By Ralfston Meek
A large number of Mercy College students either own or use a laptop, which they use constantly throughout the day. Students use their laptops for many different reasons: typing research papers, taking online courses, and checking Facebook and twitter accounts.
The problem is they are using these laptops on their lap.
Though many desktop computers are usually available in the Mercy Dobbs Ferry Campus library, students still use their laptops. Students are so focused on web browsing they don’t realize the burning effect it has on the skin. Until the aftermath.
Toasted skin syndrome.
According to medical reports, toasted skin syndrome, medically known as Erythema ab igne, is an unusual-looking mottled skin condition caused by long-term heat exposure. Toasted skin syndrome can also be caused by an overdose of heating pads or overuse of a baking oven- hot enough to cause burns- such as laptops.
Before laptop sales escalated, desktops were the central medium of the earth. Today, due to the increase in education and technology, laptops are more widely available and used by college students. They have become smaller mediums that are easier to carry around in a backpack. Students are so attracted to the convenience of the laptops they do not pay attention to the overheating.
“I stay on my computer for three to six hours a day. I actually use it until it burns my legs,” says Florence Cosby, junior. “I do have a slight discoloration on my thighs but I didn’t treat it or anything.”
Toasted skin syndrome is generally harmless if the heart source is removed quickly, but it can cause permanent skin darkening in extreme cases. According to reports in medical journals, including Pediatrics, toasted skin syndrome resembles skin damaged by long- term sun exposure when viewed under the microscope. It has affected users as young as 10 years-old. The New England Journal of Medicine has stated that exposure over a long period of time should cause the patient to seek a biopsy, for skin cancer can develop.

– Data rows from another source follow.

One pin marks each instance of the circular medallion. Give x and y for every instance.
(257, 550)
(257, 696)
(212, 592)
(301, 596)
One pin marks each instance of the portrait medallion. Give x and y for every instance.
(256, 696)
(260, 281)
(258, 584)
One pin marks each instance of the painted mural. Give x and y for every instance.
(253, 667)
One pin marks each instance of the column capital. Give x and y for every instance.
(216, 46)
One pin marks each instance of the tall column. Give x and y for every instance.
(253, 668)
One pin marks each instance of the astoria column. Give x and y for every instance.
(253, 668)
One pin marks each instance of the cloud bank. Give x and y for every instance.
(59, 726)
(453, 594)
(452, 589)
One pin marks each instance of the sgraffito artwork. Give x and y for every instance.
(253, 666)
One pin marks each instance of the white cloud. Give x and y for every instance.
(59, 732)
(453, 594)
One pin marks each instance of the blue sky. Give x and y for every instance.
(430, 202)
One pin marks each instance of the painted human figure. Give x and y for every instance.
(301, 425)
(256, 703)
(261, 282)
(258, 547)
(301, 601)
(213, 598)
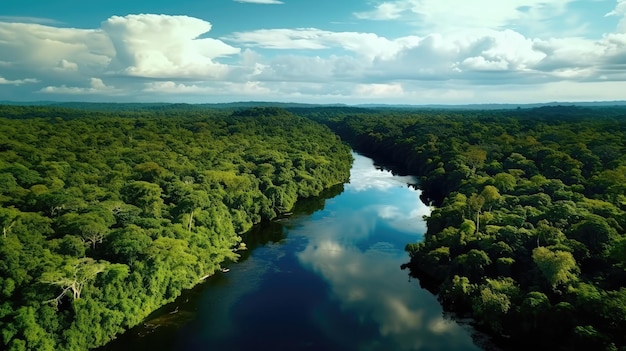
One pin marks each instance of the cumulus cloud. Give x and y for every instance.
(268, 2)
(366, 44)
(437, 15)
(40, 49)
(160, 46)
(18, 81)
(96, 86)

Studies also found that men who used laptops on their laps had elevated scrotum temperatures. It is hypothesized that, if prolonged, heat could decrease sperm production and potentially lead to infertility. Whether laptop usage can cause this kind of harm has not been confirmed.
“Honestly, I use my laptop on my desk but other times it’s resting in my lap, “said David Robinson, a senior. ” I heard something about heat causing infertility, but I don’t think about it when I am doing my research paper on my laptop.”
Doctors are encouraging students to take the laptops off of their laps, and throw them back on a desk or a pad. Students who have discoloration in their legs from a laptop should cease using it directly on their lap and seek an appointment with a skin doctor.